Pierre de BOISDEFFRE
Début septembre, dans la paisible tiédeur d’un petit village cévenol niché au creux des montagnes jadis tant célébrées par le romancier André Chamson, un homme, Philippe Sénart, s’en est allé. Certains ont pu écrire au détour d’un article que « cet homme était l’un des Français les plus cultivés qui se pouvaient rencontrer dans une après-guerre terriblement marquée par les idéologies totalitaires ». Philippe Sénart était avant tout un critique littéraire, amoureux des belles lettres et pétri de littérature classique.

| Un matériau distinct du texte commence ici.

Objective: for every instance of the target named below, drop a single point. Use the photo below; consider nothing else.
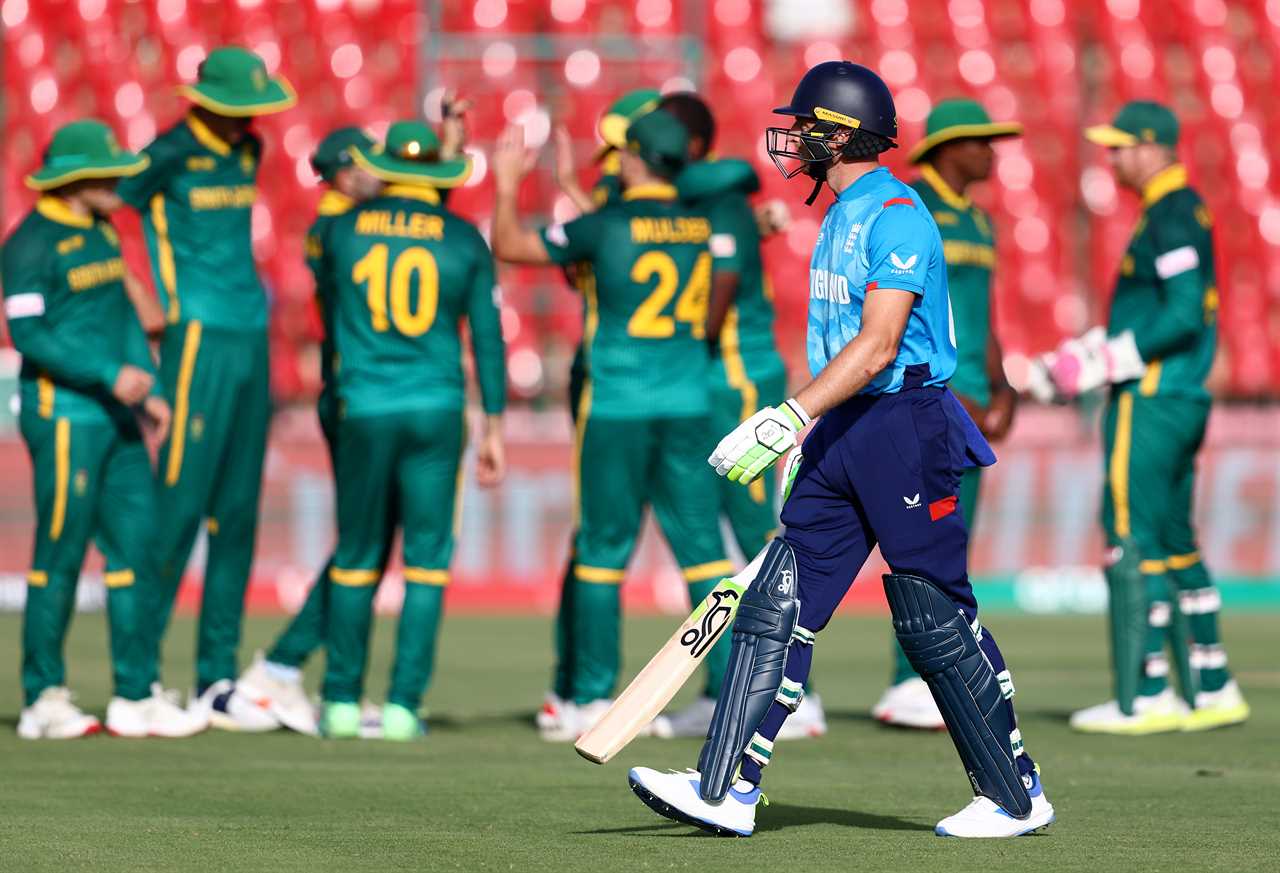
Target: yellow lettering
(240, 196)
(90, 275)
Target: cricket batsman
(196, 200)
(881, 466)
(277, 677)
(641, 425)
(405, 274)
(954, 155)
(1153, 357)
(86, 380)
(746, 370)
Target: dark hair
(694, 114)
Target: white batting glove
(755, 444)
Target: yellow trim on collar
(55, 209)
(949, 196)
(650, 192)
(424, 192)
(334, 202)
(1168, 181)
(206, 137)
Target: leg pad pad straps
(944, 650)
(762, 631)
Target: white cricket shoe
(691, 721)
(808, 721)
(282, 690)
(158, 716)
(909, 704)
(675, 795)
(984, 818)
(229, 709)
(54, 717)
(1156, 713)
(1219, 708)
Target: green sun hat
(960, 119)
(85, 150)
(234, 82)
(334, 151)
(411, 155)
(661, 141)
(1139, 120)
(624, 110)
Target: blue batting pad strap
(762, 631)
(941, 645)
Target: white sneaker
(808, 721)
(909, 704)
(557, 720)
(54, 717)
(229, 709)
(691, 721)
(158, 716)
(1219, 708)
(675, 795)
(1157, 713)
(984, 818)
(282, 690)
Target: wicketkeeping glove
(755, 444)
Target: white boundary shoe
(284, 696)
(228, 709)
(675, 795)
(983, 818)
(909, 704)
(54, 717)
(158, 716)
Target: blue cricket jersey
(880, 234)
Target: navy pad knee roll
(766, 620)
(941, 645)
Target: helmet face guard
(812, 149)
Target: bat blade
(663, 676)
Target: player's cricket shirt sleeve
(484, 315)
(39, 298)
(1183, 268)
(899, 247)
(572, 241)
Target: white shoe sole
(667, 810)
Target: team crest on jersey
(900, 265)
(854, 229)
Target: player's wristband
(796, 414)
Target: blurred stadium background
(1060, 222)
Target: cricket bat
(663, 676)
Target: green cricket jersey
(721, 187)
(403, 273)
(1166, 292)
(969, 251)
(647, 305)
(196, 200)
(330, 206)
(69, 315)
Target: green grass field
(481, 792)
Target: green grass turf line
(481, 792)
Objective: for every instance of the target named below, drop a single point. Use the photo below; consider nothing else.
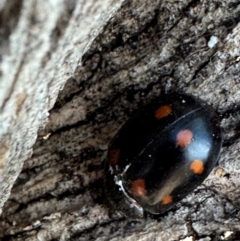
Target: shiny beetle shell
(165, 151)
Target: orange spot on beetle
(184, 138)
(163, 111)
(167, 199)
(114, 156)
(197, 166)
(138, 188)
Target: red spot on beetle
(138, 188)
(197, 166)
(184, 138)
(167, 200)
(163, 111)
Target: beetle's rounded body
(165, 151)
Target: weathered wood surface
(145, 49)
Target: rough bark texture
(41, 43)
(146, 48)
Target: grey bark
(145, 49)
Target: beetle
(164, 151)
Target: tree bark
(113, 58)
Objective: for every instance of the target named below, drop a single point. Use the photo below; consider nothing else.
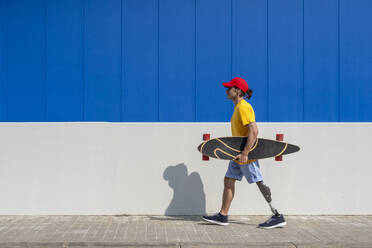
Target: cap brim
(227, 85)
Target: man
(243, 123)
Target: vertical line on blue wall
(267, 62)
(338, 61)
(6, 61)
(231, 40)
(303, 60)
(84, 58)
(121, 60)
(45, 61)
(195, 61)
(158, 64)
(124, 72)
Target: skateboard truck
(279, 137)
(206, 137)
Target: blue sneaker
(274, 221)
(218, 219)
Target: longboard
(229, 147)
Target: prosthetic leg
(265, 190)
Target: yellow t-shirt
(242, 116)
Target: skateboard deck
(229, 147)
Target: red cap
(237, 82)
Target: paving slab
(182, 231)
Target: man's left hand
(242, 158)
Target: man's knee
(229, 182)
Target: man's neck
(237, 100)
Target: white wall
(138, 168)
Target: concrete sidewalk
(182, 231)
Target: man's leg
(228, 195)
(265, 190)
(277, 220)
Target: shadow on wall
(188, 191)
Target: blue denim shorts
(251, 171)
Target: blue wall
(165, 60)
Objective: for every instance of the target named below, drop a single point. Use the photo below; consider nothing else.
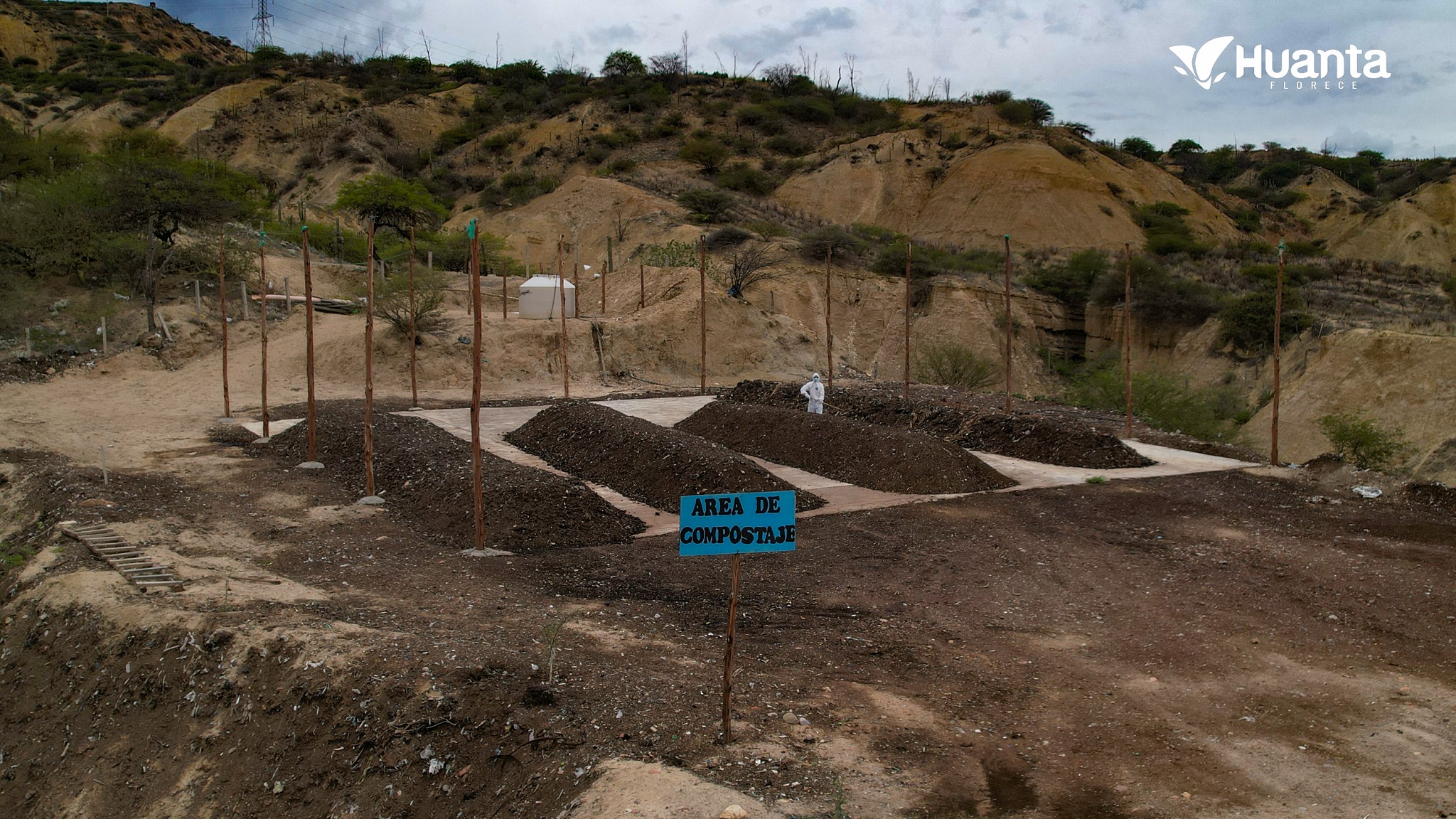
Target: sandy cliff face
(1024, 188)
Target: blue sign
(736, 523)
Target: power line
(262, 22)
(455, 48)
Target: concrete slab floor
(497, 422)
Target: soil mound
(1432, 493)
(865, 455)
(641, 459)
(424, 473)
(1025, 434)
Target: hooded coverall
(814, 391)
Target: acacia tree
(390, 201)
(623, 65)
(147, 184)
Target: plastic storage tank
(540, 298)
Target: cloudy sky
(1098, 62)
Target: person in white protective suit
(814, 391)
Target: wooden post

S’il exerçait la profession de magistrat, sa véritable passion était la littérature qu’il apprit à aimer très tôt, à Marseille, au Lycée Saint-Charles. Il eut notamment comme professeur Georges Pompidou, jeune normalien tout frais émoulu de la rue d’Ulm. Même de nombreuses années après, il ne pouvait évoquer certaines anecdotes sans esquisser un petit sourire. Voici la plus célèbre, qu’Eric Roussel, dans son livre sur Pompidou, a, selon les dires du principal intéressé, déformée en lui ôtant tout son sel : « Un jour inopinément, je suis puni de six heures de retenue. « Mais Monsieur, qu’ai-je fait ? », « Ne protestez pas, vous viendrez me voir après la classe ». Après la classe donc : « Mais, Monsieur, qu’ai-je fait ? », « Je n’ai pas à vous rendre des comptes. Vous êtes royaliste, n’est-ce pas. Vous me comprendrez, tel est mon bon plaisir. » Le lendemain il me rappelle : « Sénart, je vous fais grâce ; la grâce est un droit régalien ». Cette rencontre avec Pompidou fut aussi une rencontre avec la littérature, le facétieux maître s’amusant, malgré les protestations des parents d’élèves, à lire à ses jeunes élèves de troisième des contes un peu libertins.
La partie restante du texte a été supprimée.